Google A2 vs Microsoft Agents SDK
Erik Meijer contrasts Google’s A2 for dynamic with Microsoft Adaptive Cards (which I had never head of). Agentic UI is surely something that will become important as semi-autonomous agents starts to gain traction.
Google introduces A2 for dynamic UIs Microsoft Adaptive Cards Erik Meijer’s post on X
HTTP’s evolution: forced by reality
Great overview of how HTTP changed over decades, each version adapting to new constraints like latency, mobile, and unreliable networks—never by design, always by necessity.
HTTP Over the Decades: A Story of Physics, Latency, and Grudging Adaptation
2025: LLMs, agents, and everything else
Massive roundup of LLM developments, trends, and tools from 2025—so much happened it’s hard to keep up, and the links alone show the scale of change.
Simon Willison’s 2025 LLM Year in Review
Grounded AI adoption: Mitchell Hashimoto’s journey
Interesting and grounded take on the journey to see value in agentic coding, without drinking all of the “Ralph Wiggum” kool-aid.
My AI Adoption Journey – Mitchell Hashimoto
Shannon - autonomous LLM pentester
Shannon is an LLM-powered, autonomous pentester. Have not tried it out, but would be interesting to see it work against Supercar Showdown
Brace for the f***ening
What if the Tech CEOs ends up being right and white collar work disappears quickly? The most likely case is that they are inflating expectations to keep investments flowing (into the bubble) but what if…?
Outcome engineering and the o16g Manifesto
I respect Charity Majors, so I am inclined to take this seriously weight on this, even though it seems a bit ahead of things as they are. I certainly think there are other blockers than pure cost in development still.
Large Language Models Will Never Be Intelligent, Expert Says
It is hard not to be confused, I am thinking “two movies, one screen” here.

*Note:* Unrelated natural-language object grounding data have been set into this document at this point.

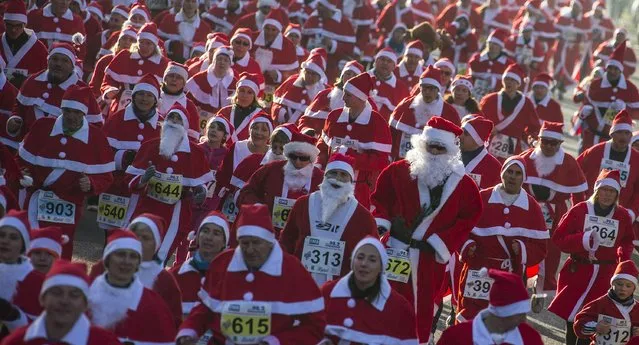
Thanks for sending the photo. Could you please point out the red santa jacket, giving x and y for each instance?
(358, 321)
(580, 281)
(143, 307)
(511, 129)
(82, 333)
(281, 283)
(617, 315)
(500, 227)
(350, 222)
(410, 117)
(592, 161)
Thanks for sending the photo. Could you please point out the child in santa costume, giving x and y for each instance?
(64, 297)
(597, 233)
(361, 307)
(613, 316)
(20, 282)
(118, 300)
(257, 281)
(503, 322)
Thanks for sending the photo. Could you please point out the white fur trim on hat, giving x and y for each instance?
(65, 280)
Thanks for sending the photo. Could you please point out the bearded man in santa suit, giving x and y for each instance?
(513, 114)
(67, 161)
(170, 174)
(119, 301)
(554, 178)
(292, 98)
(615, 154)
(20, 282)
(359, 130)
(328, 99)
(330, 214)
(64, 297)
(182, 30)
(433, 204)
(503, 322)
(257, 275)
(483, 167)
(23, 53)
(412, 114)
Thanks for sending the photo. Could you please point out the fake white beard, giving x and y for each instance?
(295, 178)
(333, 197)
(431, 170)
(108, 305)
(172, 136)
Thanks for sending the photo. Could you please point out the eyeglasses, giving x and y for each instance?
(294, 157)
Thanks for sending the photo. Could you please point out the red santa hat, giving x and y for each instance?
(120, 239)
(626, 270)
(301, 143)
(360, 86)
(543, 79)
(609, 178)
(617, 56)
(77, 98)
(178, 69)
(515, 72)
(16, 11)
(552, 130)
(63, 48)
(508, 295)
(341, 161)
(148, 31)
(244, 33)
(155, 223)
(415, 47)
(66, 273)
(255, 220)
(479, 128)
(622, 122)
(498, 37)
(387, 53)
(49, 239)
(148, 83)
(431, 76)
(463, 80)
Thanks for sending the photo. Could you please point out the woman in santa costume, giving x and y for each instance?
(510, 235)
(361, 307)
(330, 214)
(129, 66)
(503, 322)
(597, 233)
(257, 281)
(613, 316)
(64, 298)
(211, 238)
(119, 301)
(20, 282)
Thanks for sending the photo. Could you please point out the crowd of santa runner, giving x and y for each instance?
(303, 172)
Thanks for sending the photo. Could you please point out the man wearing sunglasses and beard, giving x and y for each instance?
(278, 184)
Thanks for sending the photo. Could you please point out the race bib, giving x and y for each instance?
(502, 146)
(398, 267)
(55, 210)
(281, 209)
(112, 210)
(624, 169)
(166, 188)
(606, 228)
(245, 322)
(620, 331)
(477, 286)
(323, 256)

Large Language Models Will Never Be Intelligent
Amp drops VSCode plugins for CLI
Amp is killing its VSCode and Cursor extensions, shifting focus to a pure CLI approach.
Amp announcement: The Coding Agent Is Dead
Local CI
Safia, like DHH, advocates for “local CI” as the future of validation, moving away from slow PR-based loops. I think it makes sense if you run that verification in containers, and have a mechanism to attest that it happened (to prevent sloppiness).

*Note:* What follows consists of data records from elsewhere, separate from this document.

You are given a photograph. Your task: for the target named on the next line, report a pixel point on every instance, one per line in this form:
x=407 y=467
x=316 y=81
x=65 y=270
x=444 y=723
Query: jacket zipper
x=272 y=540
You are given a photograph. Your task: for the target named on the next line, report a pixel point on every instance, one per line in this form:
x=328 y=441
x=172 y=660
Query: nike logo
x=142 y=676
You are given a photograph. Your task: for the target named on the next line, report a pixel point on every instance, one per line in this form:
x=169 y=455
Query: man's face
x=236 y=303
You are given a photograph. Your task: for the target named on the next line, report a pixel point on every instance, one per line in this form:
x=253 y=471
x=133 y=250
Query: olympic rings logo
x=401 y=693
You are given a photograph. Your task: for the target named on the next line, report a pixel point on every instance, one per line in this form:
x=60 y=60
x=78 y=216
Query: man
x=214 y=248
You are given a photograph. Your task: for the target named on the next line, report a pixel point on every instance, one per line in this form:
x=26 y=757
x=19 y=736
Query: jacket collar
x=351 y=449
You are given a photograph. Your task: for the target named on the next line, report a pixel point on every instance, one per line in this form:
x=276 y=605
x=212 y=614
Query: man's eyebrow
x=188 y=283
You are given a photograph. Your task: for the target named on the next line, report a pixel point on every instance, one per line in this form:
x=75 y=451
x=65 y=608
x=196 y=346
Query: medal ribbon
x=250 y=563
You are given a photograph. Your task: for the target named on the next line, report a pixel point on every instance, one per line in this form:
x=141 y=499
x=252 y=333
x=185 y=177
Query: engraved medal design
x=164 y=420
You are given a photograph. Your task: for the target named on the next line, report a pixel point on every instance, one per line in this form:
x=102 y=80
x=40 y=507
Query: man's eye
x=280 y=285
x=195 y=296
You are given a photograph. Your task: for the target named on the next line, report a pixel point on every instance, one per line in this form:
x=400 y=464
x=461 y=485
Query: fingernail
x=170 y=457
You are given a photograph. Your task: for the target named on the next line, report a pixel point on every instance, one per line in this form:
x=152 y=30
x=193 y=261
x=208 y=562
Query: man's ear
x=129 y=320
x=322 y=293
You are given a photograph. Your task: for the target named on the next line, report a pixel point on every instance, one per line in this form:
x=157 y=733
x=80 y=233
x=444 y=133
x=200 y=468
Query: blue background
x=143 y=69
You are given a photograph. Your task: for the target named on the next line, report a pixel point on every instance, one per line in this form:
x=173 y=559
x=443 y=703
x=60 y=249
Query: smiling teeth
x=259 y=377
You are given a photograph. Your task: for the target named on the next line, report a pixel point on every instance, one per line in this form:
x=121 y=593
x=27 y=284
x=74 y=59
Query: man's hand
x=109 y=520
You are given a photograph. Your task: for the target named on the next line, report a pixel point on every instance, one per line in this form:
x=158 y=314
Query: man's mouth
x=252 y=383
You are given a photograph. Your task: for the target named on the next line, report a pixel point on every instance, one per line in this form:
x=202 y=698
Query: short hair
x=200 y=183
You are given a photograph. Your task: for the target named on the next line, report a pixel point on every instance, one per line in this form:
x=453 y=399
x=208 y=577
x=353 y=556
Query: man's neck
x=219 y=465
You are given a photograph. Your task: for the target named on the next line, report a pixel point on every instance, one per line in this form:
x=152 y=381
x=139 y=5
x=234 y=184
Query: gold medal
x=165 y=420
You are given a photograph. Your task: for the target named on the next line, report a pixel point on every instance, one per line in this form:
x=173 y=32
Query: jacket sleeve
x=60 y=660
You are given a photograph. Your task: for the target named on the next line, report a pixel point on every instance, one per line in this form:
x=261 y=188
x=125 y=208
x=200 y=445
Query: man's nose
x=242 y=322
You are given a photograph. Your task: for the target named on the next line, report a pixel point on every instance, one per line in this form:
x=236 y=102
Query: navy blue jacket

The AI Vampire: Who profits from 10x output?
If AI coding agents can deliver 10x productivity, what is the cost? And who will profit?
The AI Vampire: Steve Yegge on value capture and burnout
Software is far from dead
Steven Sinofsky argues that AI won’t kill software, but rather increase the demand for it by moving functionality up the stack and making domain expertise more critical.